While typically not dangerous, excess bone can cause difficulty chewing or biting. In some cases, this excess bone can also cause various dental problems.
Some of these other symptoms include:
- Joint pain when opening or closing the mouth
- Tooth Decay
- Bone spurs
In more severe cases, Heterotopic Ossification (HO) can occur. This is when excess bone growth occurs in an area with no previous bone.
A HO formation or HO Lesions can cause serious problems, including:
- Nerve damage
- Difficulty speaking
- Problems with chewing or swallowing
If you experience any of the above symptoms, you should see a doctor or oral surgeon as soon as possible.
Causes of Excess Bone Formation
Several circumstances can cause excessive bone growth.
Trauma or Injury
Trauma or injury to the jawbone, like a break or a bad fall, can cause the bone cells to grow back larger than before as the body tries to repair the damage.
Teeth grinding, also called Bruxism, is a common cause of excess bone tissue growth. When you grind your teeth, it puts pressure on the jawbone and can cause the bone to grow in response.
Poor Dental Hygiene
Poor oral hygiene can lead to an excess buildup of plaque and tartar on the teeth. This can result in the gums becoming inflamed. In addition, the buildup of bacteria in the plaque and tartar can irritate the gums and cause new bone to grow in response.
Some people are more likely to develop excess bone growth due to their genes. This is often the case with tori, which run in families.
Diagnosing Excess Bone Growth
Your dentist or oral surgeon will be able to diagnose excess bone growth during a regular check-up. First, they will feel for any lumps or bumps along the jawbone or roof of the mouth. An X-ray may also be taken to better look at the bone growth.
If anything abnormal is found, a biopsy may be scheduled. A biopsy involves retrieving a sample of the bone growth to be sent to a laboratory for testing.
In many cases, excess bone growth does not require treatment. If it is not causing any pain or problems with your bite, you may not need to do anything.
However, if you experience pain in the affected area, difficulty chewing, or if the excess bone is causing tooth decay, you may require surgical removal of the extra bone. Luckily, several treatment options are available, depending on your individual needs!

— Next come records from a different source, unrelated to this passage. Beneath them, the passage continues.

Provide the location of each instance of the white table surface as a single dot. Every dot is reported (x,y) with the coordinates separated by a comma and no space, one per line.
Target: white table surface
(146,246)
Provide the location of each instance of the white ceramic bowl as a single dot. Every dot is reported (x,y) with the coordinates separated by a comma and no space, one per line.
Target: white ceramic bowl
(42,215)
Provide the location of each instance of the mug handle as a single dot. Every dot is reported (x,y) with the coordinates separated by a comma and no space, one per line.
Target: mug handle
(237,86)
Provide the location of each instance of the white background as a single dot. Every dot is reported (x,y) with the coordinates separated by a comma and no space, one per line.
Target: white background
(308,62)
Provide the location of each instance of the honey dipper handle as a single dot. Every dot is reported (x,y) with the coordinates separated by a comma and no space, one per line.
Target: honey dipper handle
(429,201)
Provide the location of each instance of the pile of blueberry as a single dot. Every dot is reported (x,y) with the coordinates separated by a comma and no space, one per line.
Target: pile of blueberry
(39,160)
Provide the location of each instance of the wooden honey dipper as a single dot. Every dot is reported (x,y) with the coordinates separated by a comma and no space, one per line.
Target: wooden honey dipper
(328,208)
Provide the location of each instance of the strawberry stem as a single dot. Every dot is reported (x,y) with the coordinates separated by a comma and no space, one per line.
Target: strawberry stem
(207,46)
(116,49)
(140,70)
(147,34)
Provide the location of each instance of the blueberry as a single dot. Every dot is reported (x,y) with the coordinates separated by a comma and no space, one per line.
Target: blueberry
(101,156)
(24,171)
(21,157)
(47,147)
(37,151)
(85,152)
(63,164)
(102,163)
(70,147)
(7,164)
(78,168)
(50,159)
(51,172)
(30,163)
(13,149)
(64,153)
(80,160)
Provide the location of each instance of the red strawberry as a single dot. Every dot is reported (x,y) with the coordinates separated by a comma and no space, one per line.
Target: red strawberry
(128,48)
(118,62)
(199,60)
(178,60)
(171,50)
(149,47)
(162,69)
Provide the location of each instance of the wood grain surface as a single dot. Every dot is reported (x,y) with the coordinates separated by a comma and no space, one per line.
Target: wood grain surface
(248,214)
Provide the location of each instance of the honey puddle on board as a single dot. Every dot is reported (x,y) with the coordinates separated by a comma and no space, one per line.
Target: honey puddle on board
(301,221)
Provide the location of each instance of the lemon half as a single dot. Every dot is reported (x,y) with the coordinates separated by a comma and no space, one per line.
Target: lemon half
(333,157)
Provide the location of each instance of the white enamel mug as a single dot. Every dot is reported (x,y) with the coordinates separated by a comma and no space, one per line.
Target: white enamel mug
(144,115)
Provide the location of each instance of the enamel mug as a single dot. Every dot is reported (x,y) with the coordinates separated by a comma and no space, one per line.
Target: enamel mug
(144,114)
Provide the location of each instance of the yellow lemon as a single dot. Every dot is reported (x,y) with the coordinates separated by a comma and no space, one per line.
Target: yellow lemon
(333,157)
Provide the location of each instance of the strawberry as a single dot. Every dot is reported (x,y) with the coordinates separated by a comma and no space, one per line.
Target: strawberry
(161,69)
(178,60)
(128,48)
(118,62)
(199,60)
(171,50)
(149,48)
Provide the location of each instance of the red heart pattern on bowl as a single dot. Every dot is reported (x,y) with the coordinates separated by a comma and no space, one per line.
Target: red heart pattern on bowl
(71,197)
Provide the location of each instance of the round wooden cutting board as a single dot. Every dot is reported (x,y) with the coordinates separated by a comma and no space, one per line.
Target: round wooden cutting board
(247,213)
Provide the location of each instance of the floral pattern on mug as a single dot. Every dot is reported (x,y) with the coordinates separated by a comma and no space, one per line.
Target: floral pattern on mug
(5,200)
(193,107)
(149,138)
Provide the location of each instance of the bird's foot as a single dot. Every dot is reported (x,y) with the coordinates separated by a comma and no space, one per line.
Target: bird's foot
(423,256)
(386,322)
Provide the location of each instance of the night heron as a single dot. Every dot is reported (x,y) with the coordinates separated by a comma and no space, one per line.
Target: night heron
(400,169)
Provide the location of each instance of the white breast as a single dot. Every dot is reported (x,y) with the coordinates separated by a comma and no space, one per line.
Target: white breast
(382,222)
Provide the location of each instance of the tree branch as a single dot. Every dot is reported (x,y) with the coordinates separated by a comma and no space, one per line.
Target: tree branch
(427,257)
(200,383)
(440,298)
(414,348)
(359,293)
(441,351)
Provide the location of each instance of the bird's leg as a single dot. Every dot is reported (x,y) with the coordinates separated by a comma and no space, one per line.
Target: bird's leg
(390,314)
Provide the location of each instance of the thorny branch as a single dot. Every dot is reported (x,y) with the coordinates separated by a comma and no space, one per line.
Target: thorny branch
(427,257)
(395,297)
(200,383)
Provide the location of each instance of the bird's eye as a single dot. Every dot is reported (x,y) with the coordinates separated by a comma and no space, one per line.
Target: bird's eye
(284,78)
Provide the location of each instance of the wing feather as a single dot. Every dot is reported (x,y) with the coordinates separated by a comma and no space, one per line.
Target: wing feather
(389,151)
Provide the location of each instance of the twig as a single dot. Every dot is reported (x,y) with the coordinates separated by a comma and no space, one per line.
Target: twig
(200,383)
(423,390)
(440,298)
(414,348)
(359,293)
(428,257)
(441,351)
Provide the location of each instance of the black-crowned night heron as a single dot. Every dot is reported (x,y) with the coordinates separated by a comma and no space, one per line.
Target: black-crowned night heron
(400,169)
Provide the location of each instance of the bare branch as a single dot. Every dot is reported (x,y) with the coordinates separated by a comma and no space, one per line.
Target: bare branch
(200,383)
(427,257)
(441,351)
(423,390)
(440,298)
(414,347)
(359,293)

Bone Reduction and Removal
Several surgical procedure options can be used to reduce or remove the excess bone. The right type of surgery for you will depend on the location and severity of the extra bone growth.
Some of the most common excess bone removal procedures include curettage and osteotomy.
Curettage is a minimally invasive procedure that involves the removal of small amounts of bone with a curette or small, sharp instrument.
Osteotomy is a surgical procedure that involves cutting and reshaping bones. This type of surgery is often used to remove excess bone from the jawbone.